Un porte-parole de la police de Giessen, interrogé par l’AFP, a chiffré à 25 000 le nombre total de manifestants en cours de journée, alors que les organisateurs espéraient en rassembler 57 000. Certains lançaient des fumigènes, d’autres brandissaient des drapeaux arc-en-ciel ou des banderoles avec des slogans comme « combattre le fascisme ». La manifestation était encadrée par un important dispositif policier.
Les régionales dans le viseur de l’AfD
Arrivée deuxième aux législatives de février dernier, l’AfD se met en ordre de bataille avant une série d’élections régionales en 2026 qu’elle espère remporter, en particulier dans ses bastions de l’Est.
Ce parti avait dû dissoudre au début de l’année sa précédente organisation de jeunesse, « Junge Alternative » (Jeune Alternative), menacée d’interdiction pour son extrémisme. On lui reprochait la promotion d’idées xénophobes et divers scandales, allant du chant raciste à l’organisation d’entraînements paramilitaires.
Une centaine de participants étaient réunis par le parti pour désigner les cadres de sa nouvelle organisation de jeunesse, adopter ses statuts, choisir un nom et un logo. Le parti avait annoncé en attendre un millier.

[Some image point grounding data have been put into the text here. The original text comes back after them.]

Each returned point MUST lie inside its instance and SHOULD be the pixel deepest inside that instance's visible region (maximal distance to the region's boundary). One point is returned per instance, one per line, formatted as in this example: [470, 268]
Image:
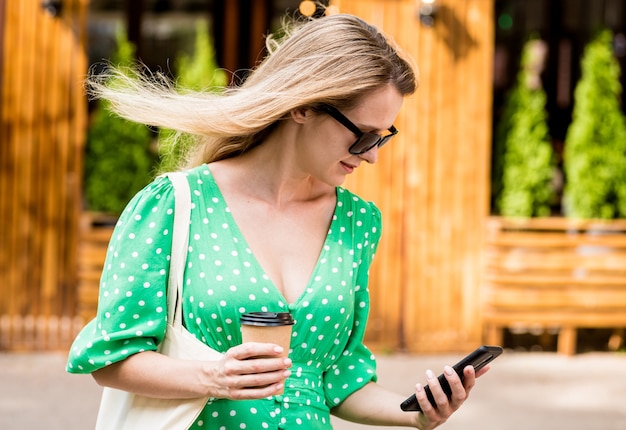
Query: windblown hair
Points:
[335, 59]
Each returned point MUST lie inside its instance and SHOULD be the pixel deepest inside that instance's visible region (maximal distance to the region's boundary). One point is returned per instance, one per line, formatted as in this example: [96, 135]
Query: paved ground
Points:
[539, 391]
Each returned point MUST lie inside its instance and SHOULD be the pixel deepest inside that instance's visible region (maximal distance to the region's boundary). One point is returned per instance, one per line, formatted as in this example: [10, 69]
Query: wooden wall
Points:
[431, 182]
[42, 123]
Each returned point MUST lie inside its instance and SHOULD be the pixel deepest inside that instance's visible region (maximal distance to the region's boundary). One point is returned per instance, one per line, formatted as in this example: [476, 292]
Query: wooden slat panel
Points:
[431, 183]
[42, 129]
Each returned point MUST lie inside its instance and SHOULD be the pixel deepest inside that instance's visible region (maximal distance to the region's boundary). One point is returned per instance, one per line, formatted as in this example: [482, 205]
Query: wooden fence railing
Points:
[554, 273]
[42, 129]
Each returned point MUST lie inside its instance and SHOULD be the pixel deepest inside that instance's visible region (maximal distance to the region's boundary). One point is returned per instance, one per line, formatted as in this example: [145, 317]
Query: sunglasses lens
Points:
[366, 142]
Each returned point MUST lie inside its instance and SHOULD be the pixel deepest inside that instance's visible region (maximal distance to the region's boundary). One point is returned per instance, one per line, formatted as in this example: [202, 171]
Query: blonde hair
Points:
[335, 59]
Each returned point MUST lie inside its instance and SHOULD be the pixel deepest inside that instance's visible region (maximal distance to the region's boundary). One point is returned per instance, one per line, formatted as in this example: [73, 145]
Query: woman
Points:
[271, 230]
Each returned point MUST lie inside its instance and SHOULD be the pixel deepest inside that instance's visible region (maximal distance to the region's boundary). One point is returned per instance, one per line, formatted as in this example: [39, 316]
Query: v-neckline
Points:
[257, 263]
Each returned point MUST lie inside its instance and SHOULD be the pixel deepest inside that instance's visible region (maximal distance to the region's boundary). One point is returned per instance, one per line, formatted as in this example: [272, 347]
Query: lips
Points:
[348, 167]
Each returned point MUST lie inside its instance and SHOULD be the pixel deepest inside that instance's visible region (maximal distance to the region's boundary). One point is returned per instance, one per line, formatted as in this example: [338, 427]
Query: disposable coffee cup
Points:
[268, 327]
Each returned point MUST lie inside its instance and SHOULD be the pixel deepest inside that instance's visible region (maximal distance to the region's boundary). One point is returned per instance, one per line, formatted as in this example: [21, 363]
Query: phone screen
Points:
[478, 359]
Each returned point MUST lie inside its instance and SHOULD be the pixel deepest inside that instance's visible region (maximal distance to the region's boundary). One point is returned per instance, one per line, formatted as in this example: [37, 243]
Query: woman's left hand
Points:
[433, 416]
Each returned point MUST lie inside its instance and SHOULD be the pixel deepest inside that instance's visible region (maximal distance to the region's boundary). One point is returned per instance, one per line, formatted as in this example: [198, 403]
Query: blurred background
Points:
[503, 196]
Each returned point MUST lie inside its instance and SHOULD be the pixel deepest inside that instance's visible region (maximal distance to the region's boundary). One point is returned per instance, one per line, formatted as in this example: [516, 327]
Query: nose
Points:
[370, 156]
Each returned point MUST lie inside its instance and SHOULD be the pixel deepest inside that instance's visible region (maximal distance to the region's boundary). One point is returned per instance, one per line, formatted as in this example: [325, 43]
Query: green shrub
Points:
[524, 162]
[119, 160]
[198, 72]
[595, 144]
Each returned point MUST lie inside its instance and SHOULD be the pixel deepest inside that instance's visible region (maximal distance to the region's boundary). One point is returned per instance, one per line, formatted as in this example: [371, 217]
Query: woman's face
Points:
[325, 141]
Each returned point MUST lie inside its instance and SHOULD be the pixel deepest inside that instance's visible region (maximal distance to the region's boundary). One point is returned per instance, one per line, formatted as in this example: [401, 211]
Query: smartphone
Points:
[478, 359]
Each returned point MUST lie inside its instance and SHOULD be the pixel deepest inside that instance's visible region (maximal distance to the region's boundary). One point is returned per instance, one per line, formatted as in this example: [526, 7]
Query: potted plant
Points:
[524, 165]
[595, 144]
[120, 156]
[198, 71]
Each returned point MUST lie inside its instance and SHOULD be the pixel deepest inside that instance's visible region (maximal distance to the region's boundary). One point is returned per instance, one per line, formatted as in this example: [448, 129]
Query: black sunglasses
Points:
[365, 140]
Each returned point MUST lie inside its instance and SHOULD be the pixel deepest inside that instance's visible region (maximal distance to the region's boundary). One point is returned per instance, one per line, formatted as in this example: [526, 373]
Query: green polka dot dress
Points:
[224, 280]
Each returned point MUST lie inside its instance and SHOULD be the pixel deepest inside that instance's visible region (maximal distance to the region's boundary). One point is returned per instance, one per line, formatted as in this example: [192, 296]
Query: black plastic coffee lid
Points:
[267, 318]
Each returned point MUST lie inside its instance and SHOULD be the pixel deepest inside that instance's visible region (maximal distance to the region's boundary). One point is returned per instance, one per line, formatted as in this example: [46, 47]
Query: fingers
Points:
[253, 370]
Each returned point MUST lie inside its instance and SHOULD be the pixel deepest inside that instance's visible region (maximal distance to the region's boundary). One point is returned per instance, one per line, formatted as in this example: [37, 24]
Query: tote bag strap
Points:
[178, 256]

« Ce pays est en difficulté. Et quelque chose doit changer », a déclaré Kevin Potthast, un électricien de 34 ans, de Steinfurt (ouest de l’Allemagne) rencontré par l’AFP au congrès. « Il est bien sûr important d’emmener les jeunes avec nous, parce que les jeunes sont l’avenir », a-t-il ajouté.
« Generation Deutschland » comme nouveau nom
La direction de l’AfD veut désormais une organisation de jeunesse nettement plus sous son contrôle, mais toujours en lien avec les mouvances les plus radicales.
Parmi la liste de noms proposés pour la nouvelle organisation, les délégués ont opté pour l’appellation la plus neutre : « Generation Deutschland » (Generation Allemagne, ndlr), plutôt que « Jugend Germania » (Jeunesse Germania) ou « Junge Alternative », le nom de l’ancienne organisation.
Les délégués ont désigné Jean-Pascal Hohm comme chef. Le jeune homme de 28 ans est déjà député régional du Brandebourg, un bastion de l’AfD dans l’Est.
L’AfD cherche à la fois à lisser son image pour gagner en popularité dans l’ouest du pays, où les électeurs répugnent, bien plus qu’à l’Est, à voter pour un parti lié à la fois à des néonazis et à la Russie.
Une image qui se veut plus lisse
Mais la nouvelle organisation « continuera à entretenir des contacts étroits avec d’autres milieux d’extrême droite et à coopérer avec eux », prédit auprès de l’AFP Fabian Virchow, professeur à l’université de Düsseldorf et spécialiste de ces mouvements. Les cadres du mouvement de jeunesse « proviennent d’un milieu d’extrême droite où se côtoient d’ex-militants du mouvement identitaire, des corporations étudiantes, ainsi que des individus issus du néonazisme et de groupes ethno-nationalistes ».
Irina Gildt, 28 ans, a déclaré à l’AFP qu’en participant à la manifestation contre l’AfD, elle souhaitait prendre position en faveur de la liberté d’expression et de la diversité, et montrer qu’elle ne se laissait pas intimider « par la peur ou la haine ». « Ça vaut bien de se lever tôt », a ajouté la manifestante, rencontrée à l’aube dans les rues de Giessen.
L’Allemagne, marquée par son passé nazi, a longtemps résisté à l’essor électoral de l’extrême droite. Mais la crise migratoire de 2015, puis des attaques islamistes et des crimes commis par des étrangers ont alimenté la popularité de l’AfD.